Lagg - Make Jumbo Frames Persistent?



  • I have a working jumbo frames config on LAN interface lagg0. To do this, I set the MTU in each NIC with ifconfig, then I created the aggregation.

    Unfortunately, a reboot sets the nics to default 1500 MTU, which makes the lagg unable to transmit larger frames, and I can't change MTU on a lagg or its members via ifconfig while it's up.

    What's the best way make this configuration persistent across reboots? A startup script? A different command? <shellcmd>tags in /cf/conf/config.xml?</shellcmd>





  • What is wrong with using the MTU parameter on the appropriate interfaces pages: Interfaces -> LAN, Interfaces -> OPTx etc?



  • @wallabybob:

    What is wrong with using the MTU parameter on the appropriate interfaces pages: Interfaces -> LAN, Interfaces -> OPTx etc?

    Because that setting has no effect on a lagg.

    The ONLY way I know to get a pfSense lagg to sling jumbo frames is to configure the individual members of the lagg with the appropriate MTU before configuring the lagg.

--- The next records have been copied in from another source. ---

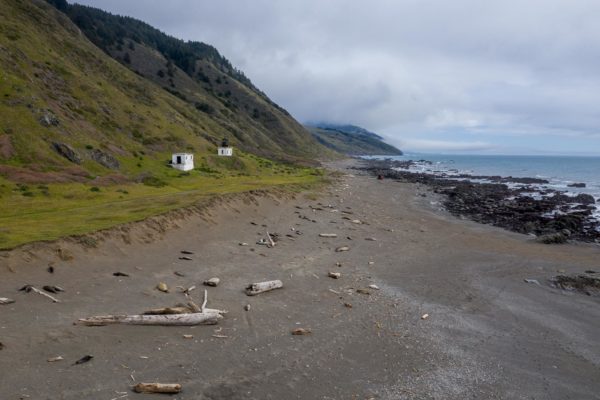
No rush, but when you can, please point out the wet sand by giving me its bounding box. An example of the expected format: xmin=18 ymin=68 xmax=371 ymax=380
xmin=0 ymin=163 xmax=600 ymax=400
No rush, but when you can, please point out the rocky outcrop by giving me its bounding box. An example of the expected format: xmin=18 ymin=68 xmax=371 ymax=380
xmin=361 ymin=161 xmax=600 ymax=243
xmin=52 ymin=142 xmax=81 ymax=164
xmin=39 ymin=110 xmax=60 ymax=128
xmin=90 ymin=149 xmax=120 ymax=169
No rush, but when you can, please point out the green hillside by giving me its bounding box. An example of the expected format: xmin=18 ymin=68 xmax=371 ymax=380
xmin=306 ymin=124 xmax=402 ymax=156
xmin=0 ymin=0 xmax=328 ymax=248
xmin=49 ymin=0 xmax=336 ymax=161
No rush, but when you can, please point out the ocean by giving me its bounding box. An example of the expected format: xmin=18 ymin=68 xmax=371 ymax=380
xmin=368 ymin=153 xmax=600 ymax=218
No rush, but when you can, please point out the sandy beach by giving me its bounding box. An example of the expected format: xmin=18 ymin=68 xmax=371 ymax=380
xmin=0 ymin=161 xmax=600 ymax=400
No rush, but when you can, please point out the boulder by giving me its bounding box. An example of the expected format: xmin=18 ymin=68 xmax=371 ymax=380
xmin=90 ymin=149 xmax=120 ymax=169
xmin=39 ymin=110 xmax=60 ymax=128
xmin=52 ymin=142 xmax=81 ymax=164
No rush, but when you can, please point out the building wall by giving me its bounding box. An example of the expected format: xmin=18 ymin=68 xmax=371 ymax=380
xmin=171 ymin=153 xmax=194 ymax=171
xmin=217 ymin=147 xmax=233 ymax=157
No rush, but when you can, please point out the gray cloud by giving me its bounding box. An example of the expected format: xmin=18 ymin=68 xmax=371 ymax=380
xmin=74 ymin=0 xmax=600 ymax=154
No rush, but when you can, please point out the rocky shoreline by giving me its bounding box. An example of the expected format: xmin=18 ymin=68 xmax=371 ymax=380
xmin=356 ymin=159 xmax=600 ymax=243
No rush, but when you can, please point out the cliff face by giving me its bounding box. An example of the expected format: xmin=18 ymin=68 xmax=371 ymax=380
xmin=0 ymin=0 xmax=327 ymax=186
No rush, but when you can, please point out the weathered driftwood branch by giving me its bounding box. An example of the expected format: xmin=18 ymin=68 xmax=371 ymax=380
xmin=21 ymin=285 xmax=60 ymax=303
xmin=144 ymin=306 xmax=192 ymax=315
xmin=246 ymin=280 xmax=283 ymax=296
xmin=78 ymin=290 xmax=227 ymax=326
xmin=267 ymin=231 xmax=275 ymax=247
xmin=133 ymin=383 xmax=181 ymax=394
xmin=78 ymin=309 xmax=223 ymax=326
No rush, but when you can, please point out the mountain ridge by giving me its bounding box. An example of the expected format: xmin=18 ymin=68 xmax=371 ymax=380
xmin=305 ymin=122 xmax=403 ymax=156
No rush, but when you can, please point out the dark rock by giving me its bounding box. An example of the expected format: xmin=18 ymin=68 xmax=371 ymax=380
xmin=550 ymin=275 xmax=600 ymax=296
xmin=90 ymin=149 xmax=120 ymax=169
xmin=52 ymin=142 xmax=81 ymax=164
xmin=39 ymin=110 xmax=60 ymax=128
xmin=537 ymin=232 xmax=568 ymax=244
xmin=571 ymin=193 xmax=596 ymax=204
xmin=357 ymin=160 xmax=600 ymax=243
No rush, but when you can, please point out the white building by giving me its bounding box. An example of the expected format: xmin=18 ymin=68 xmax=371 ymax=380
xmin=171 ymin=153 xmax=194 ymax=171
xmin=217 ymin=139 xmax=233 ymax=157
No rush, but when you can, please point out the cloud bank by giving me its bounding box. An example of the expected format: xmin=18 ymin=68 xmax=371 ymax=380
xmin=75 ymin=0 xmax=600 ymax=154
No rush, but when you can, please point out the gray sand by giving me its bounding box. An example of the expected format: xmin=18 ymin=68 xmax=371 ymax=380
xmin=0 ymin=164 xmax=600 ymax=400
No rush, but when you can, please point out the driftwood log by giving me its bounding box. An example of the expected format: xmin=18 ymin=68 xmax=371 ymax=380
xmin=78 ymin=290 xmax=227 ymax=326
xmin=133 ymin=383 xmax=181 ymax=394
xmin=78 ymin=310 xmax=223 ymax=326
xmin=319 ymin=233 xmax=337 ymax=238
xmin=246 ymin=280 xmax=283 ymax=296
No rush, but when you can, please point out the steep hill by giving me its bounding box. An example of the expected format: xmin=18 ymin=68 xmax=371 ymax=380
xmin=306 ymin=123 xmax=402 ymax=155
xmin=0 ymin=0 xmax=323 ymax=248
xmin=53 ymin=0 xmax=326 ymax=160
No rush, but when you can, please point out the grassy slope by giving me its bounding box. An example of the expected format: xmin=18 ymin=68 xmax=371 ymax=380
xmin=306 ymin=126 xmax=402 ymax=155
xmin=0 ymin=0 xmax=321 ymax=248
xmin=67 ymin=5 xmax=338 ymax=161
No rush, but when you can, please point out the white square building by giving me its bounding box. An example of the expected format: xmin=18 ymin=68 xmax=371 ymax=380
xmin=171 ymin=153 xmax=194 ymax=171
xmin=217 ymin=138 xmax=233 ymax=157
xmin=217 ymin=147 xmax=233 ymax=157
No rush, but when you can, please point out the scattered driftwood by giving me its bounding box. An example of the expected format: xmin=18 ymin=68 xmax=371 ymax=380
xmin=79 ymin=310 xmax=223 ymax=326
xmin=42 ymin=285 xmax=65 ymax=293
xmin=144 ymin=306 xmax=191 ymax=315
xmin=267 ymin=231 xmax=275 ymax=247
xmin=156 ymin=282 xmax=169 ymax=293
xmin=73 ymin=355 xmax=94 ymax=365
xmin=246 ymin=280 xmax=283 ymax=296
xmin=292 ymin=328 xmax=312 ymax=336
xmin=78 ymin=290 xmax=227 ymax=326
xmin=204 ymin=277 xmax=221 ymax=287
xmin=133 ymin=382 xmax=181 ymax=394
xmin=19 ymin=285 xmax=60 ymax=303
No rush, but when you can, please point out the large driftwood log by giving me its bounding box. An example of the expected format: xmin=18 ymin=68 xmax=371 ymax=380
xmin=246 ymin=280 xmax=283 ymax=296
xmin=78 ymin=309 xmax=223 ymax=326
xmin=319 ymin=233 xmax=337 ymax=237
xmin=133 ymin=383 xmax=181 ymax=394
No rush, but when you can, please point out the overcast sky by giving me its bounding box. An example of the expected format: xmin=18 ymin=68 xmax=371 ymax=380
xmin=78 ymin=0 xmax=600 ymax=155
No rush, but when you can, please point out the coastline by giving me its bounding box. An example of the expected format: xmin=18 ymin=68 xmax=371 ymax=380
xmin=0 ymin=161 xmax=600 ymax=399
xmin=355 ymin=159 xmax=600 ymax=244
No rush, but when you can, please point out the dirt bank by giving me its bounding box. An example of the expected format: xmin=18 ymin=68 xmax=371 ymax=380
xmin=0 ymin=163 xmax=600 ymax=399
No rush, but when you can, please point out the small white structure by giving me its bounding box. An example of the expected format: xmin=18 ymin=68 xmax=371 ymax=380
xmin=171 ymin=153 xmax=194 ymax=171
xmin=217 ymin=139 xmax=233 ymax=157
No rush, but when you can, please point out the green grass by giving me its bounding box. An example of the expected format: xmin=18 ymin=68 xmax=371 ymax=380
xmin=0 ymin=164 xmax=323 ymax=249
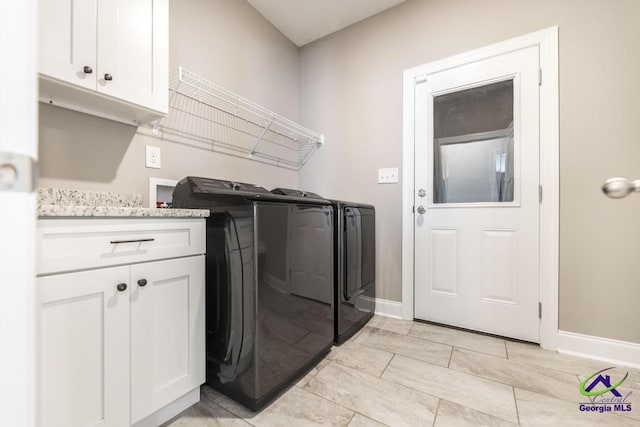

But the only way I know how to do that is via ifconfig, which is NOT persistent across reboots, and can not use ioctl to change the MTU values of a running lagg.

    As it is now, I have to reconfigure pfSense and the switch before and after a reboot of pfSense, or just not use a lagg if I want to route jumbo frames.

    And since laggs are configured at boot, it looks like I'll have to write a boot script to run the obsolete ifconfig commands sometime between the time the NIC drivers are loaded, and the LAN lagg is configured.

    So be it.



  • @allpoints:

    @wallabybob:

    What is wrong with using the MTU parameter on the appropriate interfaces pages: Interfaces -> LAN, Interfaces -> OPTx etc?

    Because that setting has no effect on a lagg.

    But have you:
    1. Configured the lagg members to have the MTU you want? then
    2. Configured the lagg interface to have the MTU you want? (maybe this step is unnecessary; I don't have gear to test it) then
    3. rebooted and checked the relevant MTUs?

    The startup code appears to check the MTU of each lagg member and sets the MTU of each member interface to the smallest MTU of the member interfaces.



  • @wallabybob:

    @allpoints:

    @wallabybob:

    What is wrong with using the MTU parameter on the appropriate interfaces pages: Interfaces -> LAN, Interfaces -> OPTx etc?

    Because that setting has no effect on a lagg.

    But have you:
    1. Configured the lagg members to have the MTU you want? then
    2. Configured the lagg interface to have the MTU you want? (maybe this step is unnecessary; I don't have gear to test it) then
    3. rebooted and checked the relevant MTUs?

    The startup code appears to check the MTU of each lagg member and sets the MTU of each member interface to the smallest MTU of the member interfaces.

    Right - The MTU of a lagg can not exceed the lowest common of its members. But the ifconfig command required to change a NIC's MTU (ie #ifconfig em0 mtu 9022…) is lost on shutdown, and can't be applied to a running lagg...
    So when the startup code checks the MTU of each member, it gets the default value of 1500 built into the kernel module.
    I want 9022 so that lagg0 will accept the value of 9014 entered in the space provided in Interfaces>LAN in pfSense Webconfigurator, or via ifconfig from root shell. (Yes, both the NIC and the em(4) driver are capable of up to 16362 MTU, and every other port, NIC, and aggregation on the LAN are happy with 9014 MTU on IPv4.)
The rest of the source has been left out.